Presentation by Interested Parties
Ms Alice Blacker, representing the local residents said that:
· There was local support for the new venture, which was coupled with concern as there had been ten years of bad dealings with the Cambria Pub.
· It was hoped that by agreeing necessary parameters, they could start on the best footing possible, without vague language on conditions.
· This was a quiet residential area with few businesses. A sound limiter was standard to other premises’ license application, and should apply not just to a function room, but the entire pub.
· In relation to closing windows, it was not just music that carries, but people talking as they leave the premises which had a big impact.
· World Health Organisation (WHO) guidelines offered a 23:00 closing, but that did not seem appropriate for children sleeping nearby due to disruptive noise generated and 22:00 close time, as used by the Trinity Arms, seemed more reasonable.
· Concern was raised about the need for measures to limit people and smokers from congregating outside.
Mr Andy Long, a local resident, said that:
· He was a resident living in proximity to the pub and had had conversations with five different landlords over the years.
· The corporate distinction was not helpful.
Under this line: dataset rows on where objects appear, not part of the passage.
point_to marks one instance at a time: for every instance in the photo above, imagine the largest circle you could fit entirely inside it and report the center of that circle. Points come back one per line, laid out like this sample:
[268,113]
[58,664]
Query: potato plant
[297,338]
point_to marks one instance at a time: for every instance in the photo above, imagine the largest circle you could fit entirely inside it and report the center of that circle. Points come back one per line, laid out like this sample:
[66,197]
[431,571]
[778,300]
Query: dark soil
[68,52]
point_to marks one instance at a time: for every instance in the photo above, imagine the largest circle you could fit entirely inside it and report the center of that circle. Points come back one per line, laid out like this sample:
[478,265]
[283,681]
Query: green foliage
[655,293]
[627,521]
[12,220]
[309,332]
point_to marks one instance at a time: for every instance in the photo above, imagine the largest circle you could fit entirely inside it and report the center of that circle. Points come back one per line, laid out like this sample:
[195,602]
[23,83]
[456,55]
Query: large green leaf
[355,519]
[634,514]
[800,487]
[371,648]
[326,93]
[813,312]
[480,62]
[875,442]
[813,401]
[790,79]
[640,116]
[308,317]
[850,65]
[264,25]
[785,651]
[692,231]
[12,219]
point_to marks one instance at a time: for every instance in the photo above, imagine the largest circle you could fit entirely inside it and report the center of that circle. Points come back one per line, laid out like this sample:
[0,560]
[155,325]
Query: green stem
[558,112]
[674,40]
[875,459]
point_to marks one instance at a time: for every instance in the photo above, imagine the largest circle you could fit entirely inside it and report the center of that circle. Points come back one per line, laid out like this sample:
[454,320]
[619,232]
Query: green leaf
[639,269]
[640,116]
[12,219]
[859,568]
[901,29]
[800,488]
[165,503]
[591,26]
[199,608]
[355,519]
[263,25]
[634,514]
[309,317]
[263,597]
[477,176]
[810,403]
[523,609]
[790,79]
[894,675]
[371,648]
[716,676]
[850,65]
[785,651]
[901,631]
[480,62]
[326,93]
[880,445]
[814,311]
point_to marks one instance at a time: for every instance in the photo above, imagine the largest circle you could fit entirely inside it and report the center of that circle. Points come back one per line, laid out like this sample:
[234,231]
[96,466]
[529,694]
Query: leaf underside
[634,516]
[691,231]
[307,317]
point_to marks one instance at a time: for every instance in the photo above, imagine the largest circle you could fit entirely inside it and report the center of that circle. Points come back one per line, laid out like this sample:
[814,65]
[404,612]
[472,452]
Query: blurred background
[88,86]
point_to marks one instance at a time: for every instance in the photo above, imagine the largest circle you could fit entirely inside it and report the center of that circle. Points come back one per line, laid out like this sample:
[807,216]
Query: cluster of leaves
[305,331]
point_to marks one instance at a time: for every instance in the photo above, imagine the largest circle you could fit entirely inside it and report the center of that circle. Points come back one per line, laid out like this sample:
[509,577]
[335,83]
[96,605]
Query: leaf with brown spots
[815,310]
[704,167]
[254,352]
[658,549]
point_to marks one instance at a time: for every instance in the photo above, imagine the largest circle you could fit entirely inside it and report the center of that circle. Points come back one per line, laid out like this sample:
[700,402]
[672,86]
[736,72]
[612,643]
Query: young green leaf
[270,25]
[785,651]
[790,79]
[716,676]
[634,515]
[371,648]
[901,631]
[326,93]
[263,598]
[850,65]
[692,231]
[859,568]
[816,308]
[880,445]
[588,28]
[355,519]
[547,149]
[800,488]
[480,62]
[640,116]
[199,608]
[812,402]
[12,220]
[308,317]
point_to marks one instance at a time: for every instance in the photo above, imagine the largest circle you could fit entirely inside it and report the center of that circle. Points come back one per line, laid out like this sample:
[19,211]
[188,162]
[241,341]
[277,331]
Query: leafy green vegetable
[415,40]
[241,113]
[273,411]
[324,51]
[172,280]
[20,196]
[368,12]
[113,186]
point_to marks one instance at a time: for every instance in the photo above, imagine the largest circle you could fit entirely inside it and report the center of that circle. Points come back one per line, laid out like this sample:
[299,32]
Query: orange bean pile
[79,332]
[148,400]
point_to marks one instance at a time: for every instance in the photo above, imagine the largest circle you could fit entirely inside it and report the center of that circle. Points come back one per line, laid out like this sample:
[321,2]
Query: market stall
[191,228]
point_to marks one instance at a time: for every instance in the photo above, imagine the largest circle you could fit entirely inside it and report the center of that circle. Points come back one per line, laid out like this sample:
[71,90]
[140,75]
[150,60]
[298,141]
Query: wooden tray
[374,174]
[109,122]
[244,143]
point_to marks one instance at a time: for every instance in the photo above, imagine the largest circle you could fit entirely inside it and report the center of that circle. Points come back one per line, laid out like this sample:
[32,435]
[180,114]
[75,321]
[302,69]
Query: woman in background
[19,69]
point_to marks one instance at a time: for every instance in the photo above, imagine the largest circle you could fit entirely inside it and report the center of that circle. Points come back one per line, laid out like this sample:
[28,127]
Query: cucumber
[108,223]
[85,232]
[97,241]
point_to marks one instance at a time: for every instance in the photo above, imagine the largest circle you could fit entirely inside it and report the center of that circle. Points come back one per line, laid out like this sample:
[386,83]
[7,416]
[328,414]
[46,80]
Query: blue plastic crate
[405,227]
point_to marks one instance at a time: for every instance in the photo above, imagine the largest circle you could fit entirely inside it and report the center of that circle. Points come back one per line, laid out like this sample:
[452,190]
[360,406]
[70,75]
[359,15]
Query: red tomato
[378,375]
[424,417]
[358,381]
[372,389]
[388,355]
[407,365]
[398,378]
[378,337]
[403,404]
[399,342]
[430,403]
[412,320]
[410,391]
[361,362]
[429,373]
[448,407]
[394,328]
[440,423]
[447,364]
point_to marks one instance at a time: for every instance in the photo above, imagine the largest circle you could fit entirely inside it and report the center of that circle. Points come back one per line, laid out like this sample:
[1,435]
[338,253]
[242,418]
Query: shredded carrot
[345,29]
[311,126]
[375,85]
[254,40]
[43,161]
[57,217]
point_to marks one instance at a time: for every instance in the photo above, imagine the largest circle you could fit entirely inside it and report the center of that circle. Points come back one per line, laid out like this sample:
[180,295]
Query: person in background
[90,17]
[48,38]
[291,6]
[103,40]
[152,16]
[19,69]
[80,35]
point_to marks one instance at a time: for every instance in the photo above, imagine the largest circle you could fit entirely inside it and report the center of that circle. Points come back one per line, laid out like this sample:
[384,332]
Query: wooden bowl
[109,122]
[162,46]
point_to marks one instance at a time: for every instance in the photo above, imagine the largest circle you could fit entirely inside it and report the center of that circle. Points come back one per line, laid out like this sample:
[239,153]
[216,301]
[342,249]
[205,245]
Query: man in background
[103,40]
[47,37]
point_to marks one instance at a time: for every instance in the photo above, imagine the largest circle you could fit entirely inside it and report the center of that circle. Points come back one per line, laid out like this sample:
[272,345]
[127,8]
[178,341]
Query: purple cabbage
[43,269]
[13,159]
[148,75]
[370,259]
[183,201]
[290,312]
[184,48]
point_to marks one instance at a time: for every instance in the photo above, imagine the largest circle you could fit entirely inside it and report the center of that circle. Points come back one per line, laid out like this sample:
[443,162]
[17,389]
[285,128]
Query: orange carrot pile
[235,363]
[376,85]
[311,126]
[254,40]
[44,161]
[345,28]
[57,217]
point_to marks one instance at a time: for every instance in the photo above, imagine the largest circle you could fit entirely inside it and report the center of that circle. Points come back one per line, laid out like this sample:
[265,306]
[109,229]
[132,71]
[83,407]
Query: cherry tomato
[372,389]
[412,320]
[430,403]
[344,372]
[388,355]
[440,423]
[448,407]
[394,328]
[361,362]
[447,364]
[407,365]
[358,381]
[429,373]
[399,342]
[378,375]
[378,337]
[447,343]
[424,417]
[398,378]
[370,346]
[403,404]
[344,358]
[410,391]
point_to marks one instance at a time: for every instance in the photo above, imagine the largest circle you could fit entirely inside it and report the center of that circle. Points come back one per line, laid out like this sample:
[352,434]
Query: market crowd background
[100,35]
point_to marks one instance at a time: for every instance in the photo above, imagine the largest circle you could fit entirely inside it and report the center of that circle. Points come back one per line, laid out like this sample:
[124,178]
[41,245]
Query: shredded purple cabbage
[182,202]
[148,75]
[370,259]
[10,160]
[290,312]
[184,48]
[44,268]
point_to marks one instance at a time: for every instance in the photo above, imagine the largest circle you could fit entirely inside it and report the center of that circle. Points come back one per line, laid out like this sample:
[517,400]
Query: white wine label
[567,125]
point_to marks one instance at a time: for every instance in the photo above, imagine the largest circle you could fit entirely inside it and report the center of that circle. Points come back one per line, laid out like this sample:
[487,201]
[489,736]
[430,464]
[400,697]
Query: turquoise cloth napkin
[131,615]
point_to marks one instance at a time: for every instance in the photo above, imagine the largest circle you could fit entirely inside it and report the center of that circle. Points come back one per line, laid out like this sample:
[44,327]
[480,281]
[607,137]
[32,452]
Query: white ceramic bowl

· Mr Long attended the hearing on the 22 June 2010 and the conditions agreed encompassed the installation of a noise limiter and that the windows would be closed. To allow the closed windows, an air conditioner was to be installed and these conditions were never met.
· The disruptive noise coming from the pub was from people, not necessarily music.
Mr Mark Panton, a local resident, said:
· He agreed with the point raised by Ms Alice Blacker, that the outside area should be closed before 23:00.
· Patrons would be attracted after drinking in Ruskin Park.
· It was important to have conditions written down to agree on, not based on ‘common sense’.
· A standard noise limiter should be installed to monitor background music.
· People tend to stand outside for a while after close and there was a need for a dispersal policy.
In response to questions from Objectors and Members, the applicant confirmed:
· In terms of management of the site, the new operation was at a high level and 55% of sales would be made with food, which meant a new profile of customer who would be often from immediate area.
· Staff would ensure people would be dispersed when leaving the premises and reminded this was a residential area.
· The General Manager would live on the premises.
The applicant agreed that windows could be closed by 21:00 to manage the issues related to general noise and a limit of 22:00 be imposed on the outside area.
Adjournment and Decision
At 22:30, the Sub-Committee withdrew from the meeting together with the legal advisor and clerk to deliberate in private.
The Sub-Committee had heard and considered representations from local residents. Legal advice was given to the Sub-Committee on the options open to them and the need for any decision to be proportionate.
The Sub-Committee decided to grant the variation application subject to the two modified conditions that were agreed to by the applicant below:
The Sub-Committee welcomed that the applicant agreed to the conditions in view of concerns of the residents.
The Sub-Committee acknowledged the applicant was a distinct break from the issues of the past, but the problem with the past was a potential confusion with the rules and felt that the small provisions were in line with the local area and promoted the Licensing Objectives.
RESOLVED: To grant the variation application subject to the conditions as outlined above.
Announcement of Decision
Members returned to the meeting and the Chair informed those present of the decision to grant the variation to the license and provided reasons for the decision as outlined above. The Sub-Committee had considered all the options available to them and ultimately felt that the conditions met the concerns which had been raised. The Chair confirmed that written notification of the decision would be sent in due course.